Durch die Fertigstellung von Neu-St. Peter stellte sich die Frage nach dem Schicksal des konstantinischen Langhauses. Mit dem Hinweis auf den katholischen Ritus wurde für eine Verlängerung des Ostarms geworben, um die Form eines lateinischen Kreuzes zu erhalten.

So wurde 1605 unter dem Hinweis auf die Baufälligkeit des alten Langhauses mit dessen Abriss begonnen, und nach den Plänen Carlo Madernos (1556-1629) dem Bau Michelangelos eine dreischiffige Vorkirche mit einer Vorhalle angebaut. Auch bei diesem Projekt wurden mit einem schnellen Baubeginn im Osten unwiderrufliche Tatsachen geschaffen. Zudem widerspiegelte der Bau der Glockentürme die neuen Machtverhältnisse. Der Türme wurden von Papst Pius V. als ästhetische Konkurrenz zu Michelangelos Zentralbau initiiert, und nicht vom Architekten12.

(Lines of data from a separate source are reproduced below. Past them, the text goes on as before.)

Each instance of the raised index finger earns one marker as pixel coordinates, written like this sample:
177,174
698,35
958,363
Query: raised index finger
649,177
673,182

Den Schlusspunkt unter die über hundertjährige Geschichte vom Entwurf bis zur Realisation von St. Peter setzte der Widmungsbrief Madernos vom 30. Mai 1613. „Im Moment der Fertigstellung der Fassade löscht er nicht nur alle Zweifel an der Rechtfertigung und Notwendigkeit der Niederlegung der alten Basilika, sondern entzieht auch allen Bedenken gegenüber den Planwechseln der Baugeschichte den Grund.“13



Anmerkungen

1. Klodt, Templi Petri instauracio, S. 14.
2. Klodt, Templi Petri instauracio, S. 11.
3. Wolff Metternich, Die Erbauung der Peterskirche zu Rom im 16. Jahrhundert, S. 9.
4. Klodt,Templi Petri instauracio, S. 23.
5. Wolff Metternich, Bramante und St. Peter, S. 12.
6. Wolff Metternich, Bramante und St. Peter, S. 44.
7. Wolff Metternich, Bramante und St. Peter, S. 44.
8. Frommel, Die Peterskirche unter Papst Julius II., S. 72.
9. Satzinger, Sankt Peter: Zentralbau oder Longitudinalbau – Orientierungsprobleme S. 130, in: Satzinger, Schütze (Hg.), Sankt Peter in Rom 1506-2006, S. 127-145.
10. Bredekamp, Sankt Peter in Rom und das Prinzip der Zerstörung, S. 71 f.
11. Alois Riegl, «Werden des Barockstiles», in: ders., Die Entstehung der Barockkunst in Rom, Wien: Schroll, 1908, S. 78ff.
12. Bredekamp, Sankt Peter in Rom und das Prinzip der Zerstörung, S. 104 f.
13. Bredekamp, Sankt Peter in Rom und das Prinzip der Zerstörung, S. 113.